I was able to download the pattern in PDF format. You simply print onto A4 and join the pages up as instructed. I've got most of my patterns this way, and whilst it's a bit of a chore to cut and stick, I like the fact that I can download all the sizes and re-print if necessary. This was my first pattern from the Friday Pattern Co. but I was extremely happy with the ease of printing and the instructions that came with the dress - very clear and simple to follow. If you are a beginner, then I can't see you having a problem with making this dress. The pattern is versatile - you can play with proportions, make it short/long sleeved, make just a top, so good value for money and different fabrics would offer you very different looks.
I deliberated on sizing for a while and as this was quite a roomy dress I erred on the smaller size, XS/S mix. However, in hindsight, I do wish I'd done a FBA (full bust adjustment), as this is an empire line, I think having a little more room in that area would have made the top section sit a bit better. Alternatively, perhaps just an inch more in the bodice could have achieved the same thing. If I'd bought this dress 'of the peg' in a shop, I probably wouldn't have given this much thought, but the beauty of making things yourself is you do have the ability to fit things to you - so lesson learned. One addition I did make was to add pockets. The pattern didn't have them, but I do like a pocket, so I just added some side seam pockets on the first tier of the dress (using a pocket pattern from a previous make).
Which leads me to the tiers. There is a lot of gathering to be done!
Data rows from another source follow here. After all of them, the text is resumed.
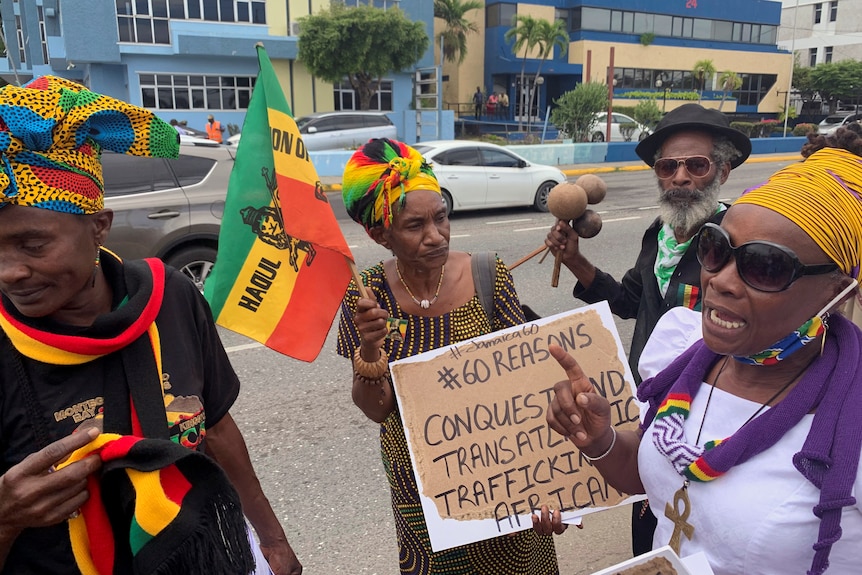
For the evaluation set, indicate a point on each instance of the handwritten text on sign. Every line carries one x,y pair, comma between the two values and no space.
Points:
475,419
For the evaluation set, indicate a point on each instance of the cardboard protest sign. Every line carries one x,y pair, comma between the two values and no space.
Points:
474,415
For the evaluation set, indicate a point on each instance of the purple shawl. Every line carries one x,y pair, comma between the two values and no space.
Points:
829,458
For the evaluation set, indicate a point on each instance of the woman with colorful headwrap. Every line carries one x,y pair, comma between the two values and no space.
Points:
750,447
420,299
125,352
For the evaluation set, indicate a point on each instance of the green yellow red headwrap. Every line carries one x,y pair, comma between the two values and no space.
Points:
52,132
380,174
823,196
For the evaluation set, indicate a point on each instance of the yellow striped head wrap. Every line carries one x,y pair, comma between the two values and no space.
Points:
380,174
823,196
52,132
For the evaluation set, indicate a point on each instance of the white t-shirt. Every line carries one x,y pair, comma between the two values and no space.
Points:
757,518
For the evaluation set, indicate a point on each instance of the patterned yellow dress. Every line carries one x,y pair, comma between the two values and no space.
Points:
524,553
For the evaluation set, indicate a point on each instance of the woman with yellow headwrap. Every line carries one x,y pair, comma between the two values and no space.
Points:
750,448
113,381
420,299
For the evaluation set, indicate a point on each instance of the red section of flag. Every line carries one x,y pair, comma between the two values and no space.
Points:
319,286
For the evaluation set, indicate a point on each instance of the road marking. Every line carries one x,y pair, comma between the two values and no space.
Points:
622,219
243,347
531,229
508,221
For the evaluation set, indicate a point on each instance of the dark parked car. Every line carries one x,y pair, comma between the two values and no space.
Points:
170,209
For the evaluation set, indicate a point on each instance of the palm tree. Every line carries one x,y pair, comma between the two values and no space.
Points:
522,37
549,35
702,70
453,12
729,82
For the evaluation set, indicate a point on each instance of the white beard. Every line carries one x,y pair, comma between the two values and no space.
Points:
686,210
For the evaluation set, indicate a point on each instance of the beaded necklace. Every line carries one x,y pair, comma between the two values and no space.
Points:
424,304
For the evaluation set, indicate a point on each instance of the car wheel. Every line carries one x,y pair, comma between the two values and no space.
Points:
447,199
195,263
541,200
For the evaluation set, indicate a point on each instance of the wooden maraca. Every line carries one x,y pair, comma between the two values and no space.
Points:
567,202
589,224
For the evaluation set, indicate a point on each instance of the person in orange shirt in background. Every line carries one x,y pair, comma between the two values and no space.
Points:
214,129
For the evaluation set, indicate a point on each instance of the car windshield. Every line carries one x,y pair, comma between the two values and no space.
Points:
833,120
303,121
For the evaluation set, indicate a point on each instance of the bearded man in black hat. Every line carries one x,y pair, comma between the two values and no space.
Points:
692,151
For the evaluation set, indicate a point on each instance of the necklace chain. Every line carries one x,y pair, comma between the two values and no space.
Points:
424,304
763,406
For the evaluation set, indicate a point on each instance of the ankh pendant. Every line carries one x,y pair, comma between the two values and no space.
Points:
680,525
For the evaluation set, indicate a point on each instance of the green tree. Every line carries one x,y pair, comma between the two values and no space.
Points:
729,81
702,71
837,81
523,36
577,110
453,12
549,35
345,42
647,113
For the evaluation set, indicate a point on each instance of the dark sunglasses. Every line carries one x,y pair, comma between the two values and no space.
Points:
762,265
697,166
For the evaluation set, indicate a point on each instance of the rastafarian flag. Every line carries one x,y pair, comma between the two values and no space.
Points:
282,266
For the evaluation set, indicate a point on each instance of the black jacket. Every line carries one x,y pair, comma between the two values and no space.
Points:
637,296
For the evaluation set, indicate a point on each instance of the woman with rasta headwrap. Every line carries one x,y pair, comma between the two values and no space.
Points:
750,447
113,381
428,290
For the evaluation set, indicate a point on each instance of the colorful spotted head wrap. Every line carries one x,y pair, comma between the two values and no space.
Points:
823,196
52,132
380,174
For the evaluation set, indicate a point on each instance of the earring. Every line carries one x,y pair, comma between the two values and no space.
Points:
96,265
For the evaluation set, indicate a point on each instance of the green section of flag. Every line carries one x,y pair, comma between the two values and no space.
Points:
248,188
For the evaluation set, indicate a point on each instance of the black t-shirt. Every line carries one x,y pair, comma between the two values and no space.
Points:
199,386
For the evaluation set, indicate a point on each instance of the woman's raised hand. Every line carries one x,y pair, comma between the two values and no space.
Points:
577,411
370,321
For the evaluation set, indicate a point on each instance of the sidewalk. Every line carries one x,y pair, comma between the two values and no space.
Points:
333,183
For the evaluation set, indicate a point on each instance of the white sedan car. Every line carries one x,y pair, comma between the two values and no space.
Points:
478,175
601,126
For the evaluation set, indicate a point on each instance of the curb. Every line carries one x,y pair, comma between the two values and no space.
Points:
333,188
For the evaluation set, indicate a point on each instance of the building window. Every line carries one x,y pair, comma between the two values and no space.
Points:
195,92
143,21
346,98
43,36
500,15
248,11
19,34
754,88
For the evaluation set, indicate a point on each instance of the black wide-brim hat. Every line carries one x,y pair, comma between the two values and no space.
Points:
695,118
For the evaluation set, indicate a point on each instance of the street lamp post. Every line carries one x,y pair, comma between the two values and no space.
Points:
658,84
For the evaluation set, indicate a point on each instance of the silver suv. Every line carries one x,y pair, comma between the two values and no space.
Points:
339,130
170,209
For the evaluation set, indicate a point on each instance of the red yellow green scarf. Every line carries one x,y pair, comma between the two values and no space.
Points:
157,508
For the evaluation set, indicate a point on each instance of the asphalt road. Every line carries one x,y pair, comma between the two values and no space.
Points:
317,455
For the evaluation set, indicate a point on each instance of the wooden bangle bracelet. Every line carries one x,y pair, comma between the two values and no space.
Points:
370,370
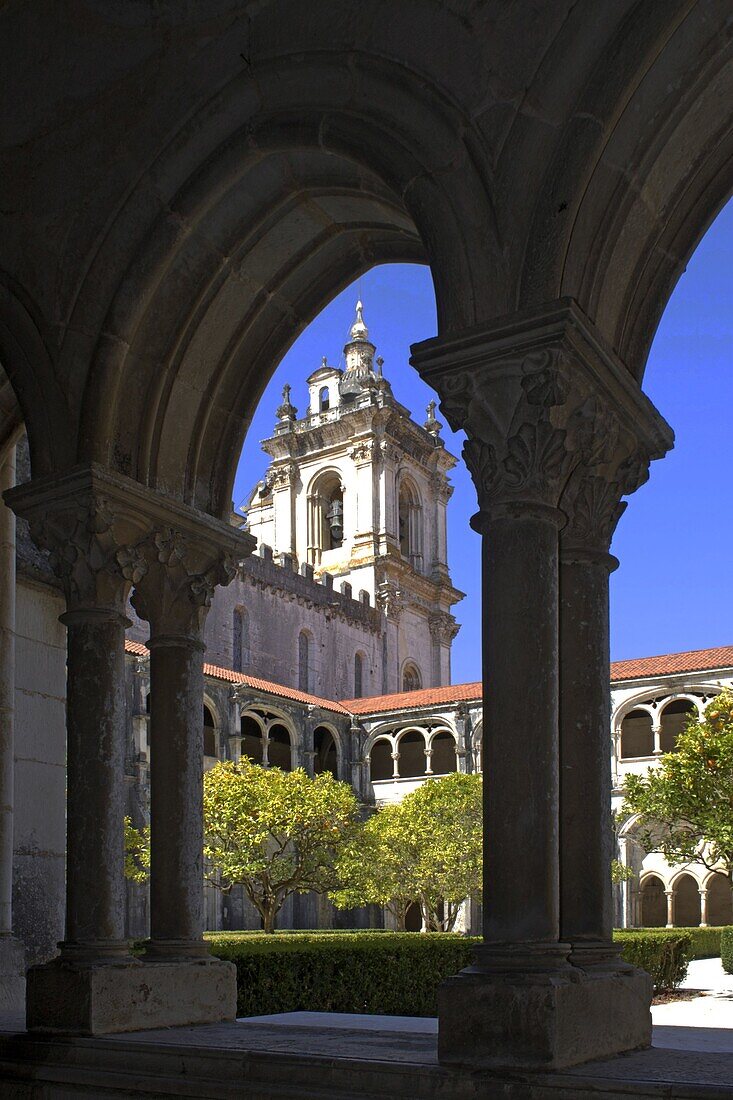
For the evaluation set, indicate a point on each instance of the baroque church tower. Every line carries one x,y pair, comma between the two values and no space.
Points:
358,490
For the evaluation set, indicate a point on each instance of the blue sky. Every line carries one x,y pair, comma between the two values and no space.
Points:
673,590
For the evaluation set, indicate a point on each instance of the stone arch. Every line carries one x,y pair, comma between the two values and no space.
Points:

It's not rocket science, but if you've not done it before then here are a few tips:
- Use a different thread colour in your bobbin thread - this helps you to know what threads to pull when you gather up the fabric. You won't see them at the end as they are within the seam allowance.
- Use a good quality thread (I use Gutermann), the last thing you want is your thread to break as you gather - you need one continuous thread, so use a strong one.
- Pin often so that your gathers are nice and even, use your pin tip to separate them and get them looking consistent.
- Bring patience! Take your time, to get a nice even ruffle and ensure the tiers sit well.